What rock are you living under? I have access to seven-hundred hours of Trek at my fingertips.
If there is a new live-action Trek, my money is that it'll be on CBS. Trek has proven time and again that a wide range of age groups watch it. Why eliminate potential viewers by turning Trek into something it's not?
I'm living under the I-want-to-watch-something-NEW rock that I've always live under.
I do have TOS and DS9 queued up on Netflix streaming right now, as well as Lost
. But I can't motivate myself to watch any of them yet, because I have an extremely strong preference for new stuff and only rarely will rewarch anything I've already seen. After the first time, 90% of the fun is gone.

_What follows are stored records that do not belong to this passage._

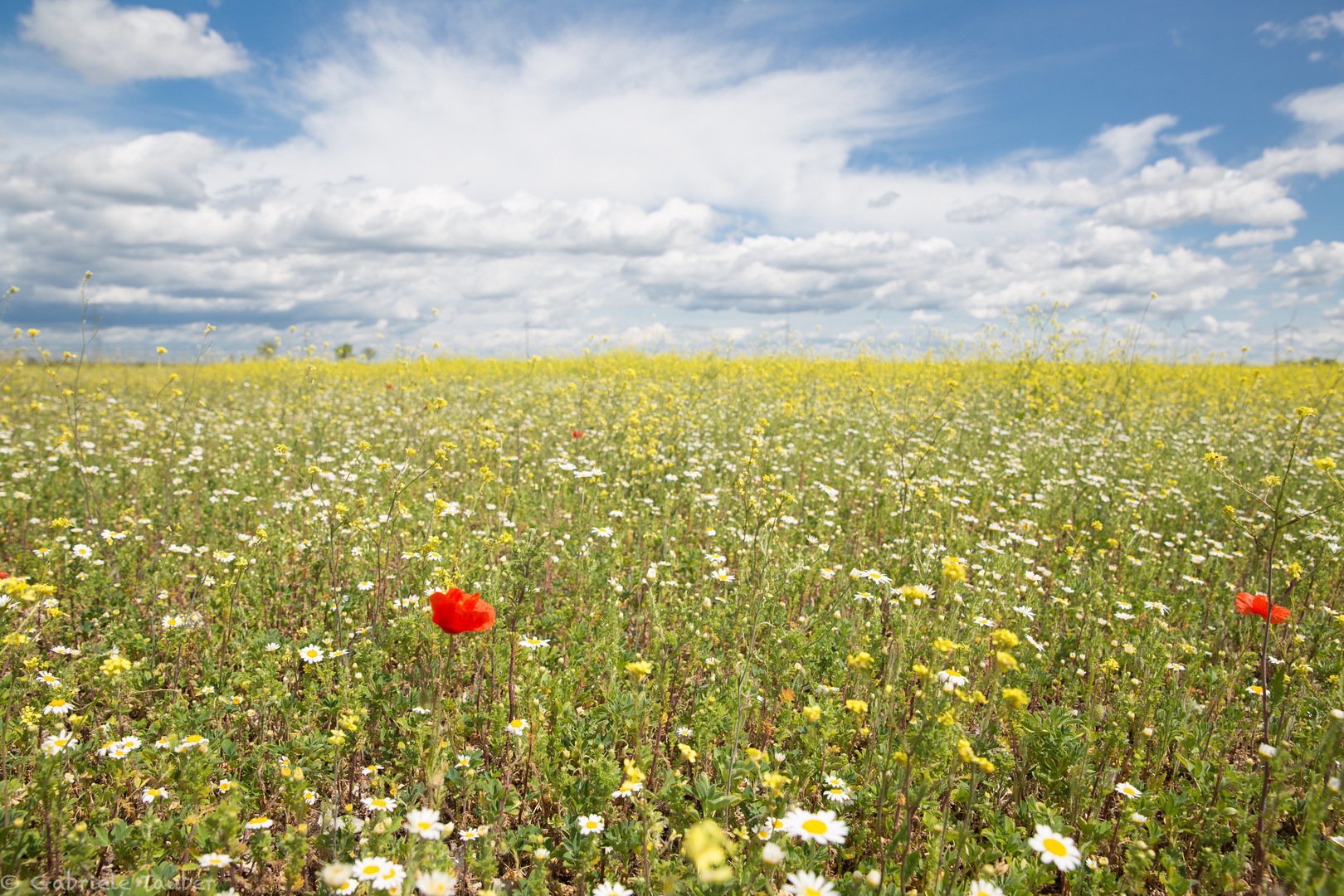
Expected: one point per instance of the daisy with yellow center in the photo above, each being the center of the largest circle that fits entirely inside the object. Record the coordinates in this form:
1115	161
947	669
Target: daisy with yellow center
1055	850
815	828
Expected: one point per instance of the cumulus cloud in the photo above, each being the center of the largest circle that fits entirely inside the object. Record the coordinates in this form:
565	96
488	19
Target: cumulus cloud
1317	264
108	43
587	180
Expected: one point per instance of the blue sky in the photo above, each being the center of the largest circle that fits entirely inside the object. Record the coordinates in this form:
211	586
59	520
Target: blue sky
672	173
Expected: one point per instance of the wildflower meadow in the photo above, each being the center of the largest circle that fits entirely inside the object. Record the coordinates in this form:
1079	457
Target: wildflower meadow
645	624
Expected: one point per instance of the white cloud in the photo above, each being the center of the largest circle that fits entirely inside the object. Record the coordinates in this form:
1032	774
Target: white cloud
582	183
108	43
1311	28
1317	264
1253	236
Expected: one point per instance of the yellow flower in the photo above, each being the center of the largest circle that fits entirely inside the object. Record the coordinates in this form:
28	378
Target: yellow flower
953	570
709	848
113	666
862	660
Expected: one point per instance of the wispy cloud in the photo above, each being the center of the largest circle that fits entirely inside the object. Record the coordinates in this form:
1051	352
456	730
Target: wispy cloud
1311	28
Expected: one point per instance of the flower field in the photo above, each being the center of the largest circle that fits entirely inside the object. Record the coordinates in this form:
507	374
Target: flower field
626	624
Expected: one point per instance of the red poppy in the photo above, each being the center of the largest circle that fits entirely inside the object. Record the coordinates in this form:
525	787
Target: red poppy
457	611
1259	603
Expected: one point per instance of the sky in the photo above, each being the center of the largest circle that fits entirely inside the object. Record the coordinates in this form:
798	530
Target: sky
503	176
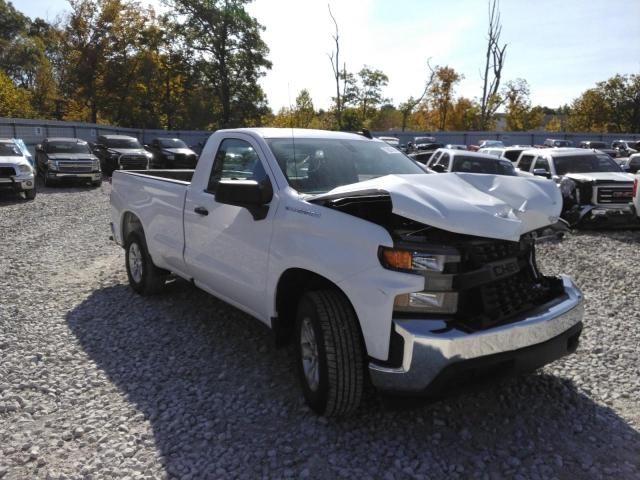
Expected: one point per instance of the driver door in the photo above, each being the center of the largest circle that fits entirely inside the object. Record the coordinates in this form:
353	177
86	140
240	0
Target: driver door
225	248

Shows are not made for "all age groups." They are made for the groups that ads are sold for, usually the 18-49 demo. The trend in TV is to be even more targetted, and networks will always prefer to program for their own audience, since they are by far the easiest to market new shows to.
CBS doesn't make anything close to a full range of show types. Look at what the other networks are developing and compare it to CBS. CBS has the most boring-ass development of any network, nothing but cop shows and sitcoms. NBC may fall on its face all the time, but at least its willing to branch out occasionally with something like Smash
. Even Revolution
would be too out there for CBS.
Add to that the much higher standards CBS has for success. Any show that gets much under 10m audience is a failure on CBS, but a hit on NBC. With ENT getting 3-4m or so, even if it were 3x as popular, it would still be skating on thin ice on CBS. What is the point of reviving the franchise just to put it someplace where it probably can't survive regardless of how good it is?
The last thing we need is another failure on TV. I want a new show to be given the most favorable environment possible. CBS is poison. But 3-4m on cable could be a perfectly comfortable level of success. Netflix's expectations are hard to judge since they've just started doing original content but it's probably similar to other subscription based services.
If NBC or FOX held the rights to Star Trek
, I'd leave open some hope of a return to broadcast. NBC is desperate for anything and FOX has a young male demo skew that is right for the franchise. But CBS couldn't be more wrong.